Similarly, Milton begins his epic with the ambiguous biblical term:
Of Mans First Disobedience, and the Fruit Of that Forbidden Tree, whose mortal taste Brought Death into the World, and all our woe
Milton, however, would go on to specify the fruit as an apple, but how did he deem an apple to be enticing enough to tempt our primordial ancestors? The answer lies all the way back with our early Christian fathers.
In the 4th century, St. Jerome was the leading scholar of scripture to Pope St. Damasus, who ordered St. Jerome to translate the Hebrew and Greek Bible into the commonly spoken version of Latin. The process took nearly 15 years and led to the Vulgate — a key Latin translation of the Bible — written in the most common tongue of the West at the time.
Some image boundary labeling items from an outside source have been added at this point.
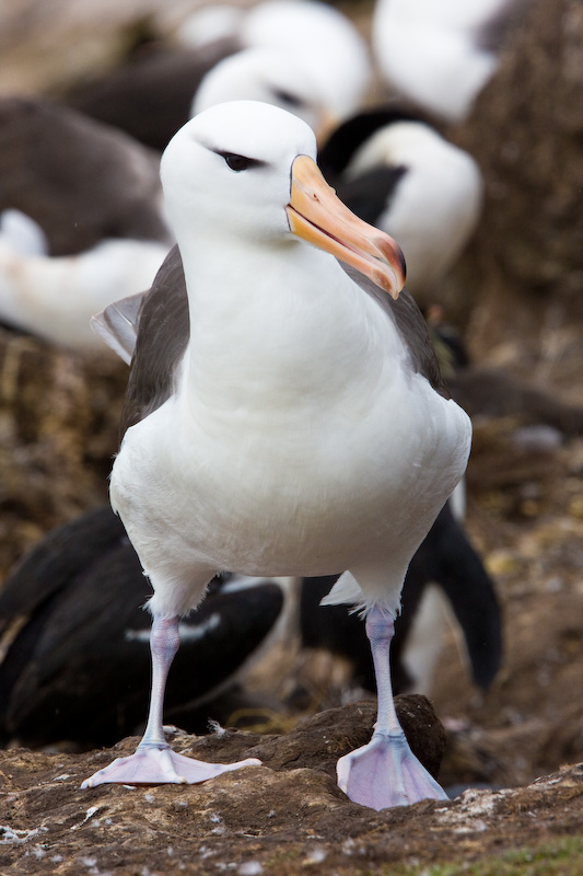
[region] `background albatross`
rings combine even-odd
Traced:
[[[154,589],[152,700],[136,753],[85,786],[248,764],[200,763],[165,742],[179,618],[220,569],[345,568],[328,600],[366,613],[378,717],[371,742],[340,759],[339,785],[376,809],[445,796],[398,725],[388,647],[407,565],[465,471],[470,424],[417,306],[399,297],[398,245],[338,200],[315,155],[305,123],[242,101],[195,117],[162,158],[178,249],[142,304],[110,486]]]

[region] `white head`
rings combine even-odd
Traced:
[[[254,239],[289,234],[285,205],[298,154],[315,159],[314,132],[279,107],[234,101],[195,116],[172,138],[161,163],[178,243],[195,229]]]
[[[172,138],[161,165],[183,258],[196,250],[198,258],[230,261],[237,253],[248,261],[252,250],[267,257],[267,247],[301,238],[396,297],[404,283],[398,245],[350,212],[315,159],[312,129],[277,106],[234,101],[195,116]]]

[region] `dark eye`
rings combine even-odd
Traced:
[[[273,96],[279,103],[288,104],[288,106],[302,106],[302,101],[300,97],[296,97],[295,94],[291,94],[289,91],[282,91],[281,89],[273,89]]]
[[[234,154],[226,154],[224,155],[224,160],[226,161],[226,165],[231,168],[232,171],[246,171],[248,166],[250,166],[252,161],[244,155],[234,155]]]

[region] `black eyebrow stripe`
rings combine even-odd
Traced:
[[[209,149],[217,155],[221,155],[221,158],[242,158],[249,162],[249,168],[265,168],[268,164],[267,161],[261,161],[259,158],[247,158],[247,155],[242,155],[240,152],[230,152],[225,149],[213,149],[212,147],[209,147]]]

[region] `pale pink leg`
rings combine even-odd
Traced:
[[[168,670],[178,650],[178,618],[156,619],[152,623],[152,690],[150,712],[143,738],[136,753],[117,758],[108,766],[86,779],[81,787],[94,787],[106,782],[156,785],[164,783],[196,784],[206,782],[241,766],[255,766],[256,758],[236,763],[205,763],[174,752],[164,738],[162,713]]]
[[[425,799],[447,799],[440,784],[409,748],[399,725],[390,684],[389,646],[394,615],[380,608],[366,618],[378,695],[377,719],[371,741],[340,758],[338,785],[354,803],[388,809]]]

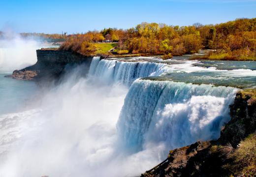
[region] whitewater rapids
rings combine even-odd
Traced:
[[[37,107],[0,115],[0,176],[132,177],[170,149],[216,139],[236,88],[142,79],[165,63],[94,58],[44,90]]]

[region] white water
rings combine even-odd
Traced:
[[[216,139],[229,120],[235,92],[224,87],[137,80],[120,115],[120,138],[135,150],[149,144],[174,148]]]
[[[166,66],[95,58],[87,78],[74,68],[42,92],[38,108],[0,115],[0,177],[132,177],[170,149],[218,138],[233,88],[140,79],[127,87]]]
[[[159,76],[167,69],[166,65],[150,62],[125,62],[95,59],[89,73],[103,79],[107,83],[114,82],[130,86],[136,79]]]

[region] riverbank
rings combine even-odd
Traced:
[[[205,55],[193,55],[190,59],[209,59],[229,61],[256,61],[256,56],[237,56],[227,53],[219,54],[206,54]]]

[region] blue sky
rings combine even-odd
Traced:
[[[0,30],[68,33],[142,22],[190,25],[256,17],[256,0],[0,0]]]

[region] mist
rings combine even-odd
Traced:
[[[5,137],[15,141],[5,142],[0,176],[134,176],[161,159],[161,147],[131,154],[118,141],[128,88],[80,77],[81,72],[82,66],[44,91],[38,108],[1,116],[12,118],[7,126],[15,127],[6,129]]]
[[[22,38],[19,34],[5,32],[0,38],[0,72],[10,73],[36,62],[36,50],[42,41]]]

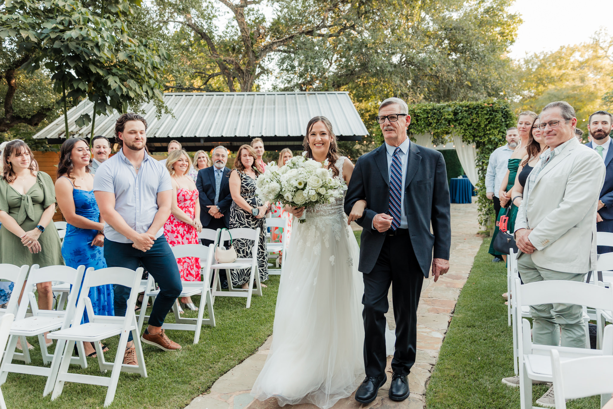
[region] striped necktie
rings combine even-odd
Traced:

As it happens, the Latin words for “evil” and “apple” are the same: malus.
Robert Appelbaum, professor of English literature at Sweden’s Uppsala University, explains to NPR that the Hebrew Bible uses the word peri to describe the fruit, a generic term that encompasses all hanging fruit:
“Peri could be absolutely any fruit,” he says. “Rabbinic commentators variously characterized it as a fig, a pomegranate, a grape, an apricot, a citron, or even wheat. Some commentators even thought of the forbidden fruit as a kind of wine, intoxicating to drink.”
St. Jerome had many different fruits to pick from for his translation, but he chose the apple due the dual meaning and what it represented in the narrative. It would seem this saint, known for his hot temper, also had a penchant for puns.
Applebaum notes that the story does not end there:
“To complicate things even more,” says Appelbaum, “the word malus in Jerome’s time, and for a long time after, could refer to any fleshy seed-bearing fruit. A pear was a kind of malus. So was the fig, the peach, and so forth.”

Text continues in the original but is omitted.